So gefährlich es auch war, Sequana war nicht unglücklich darüber, weiter in die Station vorzudringen. Das plötzliche und völlig unverhoffte Auftauchen Sashas wäre ein unbefriedigendes Ende ihrer Reise gewesen. Sie war durch die Blitze der sterbenden Visaren zu Boden geschleudert worden und hatte das Bewusstsein verloren. Nachdem sie vor Bomben, Sec-Teams und van Ijssel mit Müh und Not aber aus eigener Kraft geflohen war, hatte Sasha sie gerettet anstatt andersrum. Doch Sequana wollte ihre Suche nicht bewusstlos und als Statist beenden, und deshalb hatte sie den anderen auch nichts von den starken, stechenden Schmerzen hinter ihren Rippen gesagt, dass ihr von Zeit zu Zeit den Atem nahm.

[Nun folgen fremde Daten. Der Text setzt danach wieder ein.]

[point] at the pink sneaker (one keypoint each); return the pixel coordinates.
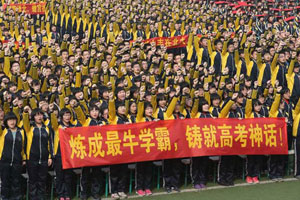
(255, 180)
(148, 192)
(141, 193)
(249, 179)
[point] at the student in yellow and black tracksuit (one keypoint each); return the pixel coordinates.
(296, 134)
(12, 156)
(254, 162)
(38, 152)
(63, 177)
(199, 165)
(172, 167)
(144, 169)
(277, 162)
(118, 173)
(226, 163)
(90, 175)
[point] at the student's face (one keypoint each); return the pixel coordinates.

„Es ist nicht mehr weit“, hörte sie Sasha zu Isaak sagen, die ein Stück vor ihr durch einen schmalen Wartungsschacht nach unten in den Keller der Station kletterten. Sie klammerte sich an den metallenen, in die Wand eingelassenen Sprossen fest und atmete vorsichtig ein und aus.
„Ist alles in Ordnung mit dir?“, fragte Ninive über ihr besorgt.
„Alles in Ordnung. Meine Brust schmerzt ein wenig, seitdem ich vorhin unsanft auf dem Boden gelandet bin“, Sequana wusste, dass sie nun nicht mehr alleine zurückgeschickt wurde. „Aber wir sind gleich da, sagt Sasha.“
Der Wartungsschacht endete in einer kleinen Kammer, in dem Reinigungsutensilien und eine kleine Werkbank standen. Der Raum wirkte so, als wäre er erst gestern noch in Benutzung gewesen. Ein eigenartiger Ort, dachte Sequana, so normal und gewöhnlich, dafür dass er direkt neben einem großen Loch in der Realität – anders konnte sie die Korridore nicht bezeichnen – lag, in einer Forschungsstation, die vielleicht die ungewöhnlichste Geschichte aller wissenschaftlichen Einrichtungen hatte.
„Hier liegt einer!“, Isaak winkte die anderen heran.
„Warum ist der nackt?“, fragte Sasha verwirrt.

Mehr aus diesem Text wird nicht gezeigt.